ML Persistence — Saving and Loading Models and Pipelines

MLWriter and MLReader belong to org.apache.spark.ml.util package.

They allow you to save and load models despite the languages — Scala, Java, Python or R — they have been saved in and loaded later on.

MLWriter

MLWriter abstract class comes with save(path: String) method to save a ML component to a given path.

save(path: String): Unit

It comes with another (chainable) method overwrite to overwrite the output path if it already exists.

overwrite(): this.type

The component is saved into a JSON file (see MLWriter Example section below).

Enable INFO logging level for the MLWriter implementation logger to see what happens inside.

Add the following line to conf/log4j.properties:

log4j.logger.org.apache.spark.ml.Pipeline$.PipelineWriter=INFO

Refer to Logging.

FIXME The logging doesn’t work and overwriting does not print out INFO message to the logs :(

MLWriter Example

import org.apache.spark.ml._
val pipeline = new Pipeline().setStages(Array.empty[PipelineStage])
pipeline.write.overwrite.save("sample-pipeline")

The result of save for "unfitted" pipeline is a JSON file for metadata (as shown below).

$ cat sample-pipeline/metadata/part-00000 | jq
{
  "class": "org.apache.spark.ml.Pipeline",
  "timestamp": 1472747720477,
  "sparkVersion": "2.1.0-SNAPSHOT",
  "uid": "pipeline_181c90b15d65",
  "paramMap": {
    "stageUids": []
  }
}

The result of save for pipeline model is a JSON file for metadata while Parquet for model data, e.g. coefficients.

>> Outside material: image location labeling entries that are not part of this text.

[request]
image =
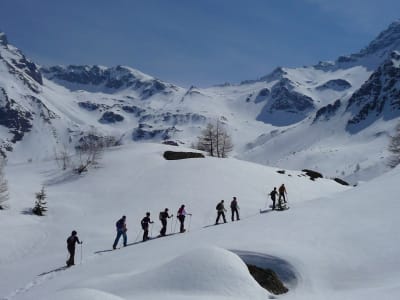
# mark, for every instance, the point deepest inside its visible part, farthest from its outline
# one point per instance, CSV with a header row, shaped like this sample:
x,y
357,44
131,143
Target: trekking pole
x,y
137,237
190,221
176,220
81,252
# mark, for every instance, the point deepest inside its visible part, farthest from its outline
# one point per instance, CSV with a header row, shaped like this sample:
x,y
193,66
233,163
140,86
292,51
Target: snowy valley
x,y
335,241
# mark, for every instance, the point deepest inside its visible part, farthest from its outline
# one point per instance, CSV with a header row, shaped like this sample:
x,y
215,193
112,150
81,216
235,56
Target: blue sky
x,y
189,42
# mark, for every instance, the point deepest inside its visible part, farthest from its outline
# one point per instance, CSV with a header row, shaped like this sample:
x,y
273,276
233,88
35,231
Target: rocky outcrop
x,y
334,84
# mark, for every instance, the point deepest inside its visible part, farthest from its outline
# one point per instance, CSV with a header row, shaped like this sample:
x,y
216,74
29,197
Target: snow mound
x,y
83,294
210,270
206,271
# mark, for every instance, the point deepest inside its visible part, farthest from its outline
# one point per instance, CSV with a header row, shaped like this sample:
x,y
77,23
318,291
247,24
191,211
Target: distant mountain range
x,y
334,117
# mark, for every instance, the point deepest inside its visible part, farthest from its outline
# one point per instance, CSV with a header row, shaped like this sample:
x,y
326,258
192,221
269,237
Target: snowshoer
x,y
282,194
220,211
163,218
273,197
145,226
121,230
235,209
71,241
181,217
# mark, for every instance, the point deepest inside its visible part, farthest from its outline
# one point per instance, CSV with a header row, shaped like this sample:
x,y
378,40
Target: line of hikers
x,y
181,215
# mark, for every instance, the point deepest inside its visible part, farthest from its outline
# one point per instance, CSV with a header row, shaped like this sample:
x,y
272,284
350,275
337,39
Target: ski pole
x,y
190,221
137,237
176,220
81,252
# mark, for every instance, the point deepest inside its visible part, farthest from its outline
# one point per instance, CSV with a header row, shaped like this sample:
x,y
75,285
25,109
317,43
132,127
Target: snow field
x,y
339,240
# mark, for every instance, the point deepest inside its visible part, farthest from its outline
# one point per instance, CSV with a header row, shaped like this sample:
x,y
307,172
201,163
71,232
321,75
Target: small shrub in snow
x,y
215,140
40,203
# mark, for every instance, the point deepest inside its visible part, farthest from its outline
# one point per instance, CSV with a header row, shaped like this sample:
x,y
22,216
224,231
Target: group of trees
x,y
215,140
88,152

val model = pipeline.fit(training)
model.write.save("sample-model")
$ cat sample-model/metadata/part-00000 | jq
{
  "class": "org.apache.spark.ml.PipelineModel",
  "timestamp": 1472748168005,
  "sparkVersion": "2.1.0-SNAPSHOT",
  "uid": "pipeline_3ed598da1c4b",
  "paramMap": {
    "stageUids": [
      "regexTok_bf73e7c36e22",
      "hashingTF_ebece38da130",
      "logreg_819864aa7120"
    ]
  }
}

$ tree sample-model/stages/
sample-model/stages/
|-- 0_regexTok_bf73e7c36e22
|   `-- metadata
|       |-- _SUCCESS
|       `-- part-00000
|-- 1_hashingTF_ebece38da130
|   `-- metadata
|       |-- _SUCCESS
|       `-- part-00000
`-- 2_logreg_819864aa7120
    |-- data
    |   |-- _SUCCESS
    |   `-- part-r-00000-56423674-0208-4768-9d83-2e356ac6a8d2.snappy.parquet
    `-- metadata
        |-- _SUCCESS
        `-- part-00000

7 directories, 8 files

MLReader

MLReader abstract class comes with load(path: String) method to load a ML component from a given path.

import org.apache.spark.ml._
val pipeline = Pipeline.read.load("sample-pipeline")

scala> val stageCount = pipeline.getStages.size
stageCount: Int = 0

val pipelineModel = PipelineModel.read.load("sample-model")

scala> pipelineModel.stages
res1: Array[org.apache.spark.ml.Transformer] = Array(regexTok_bf73e7c36e22, hashingTF_ebece38da130, logreg_819864aa7120)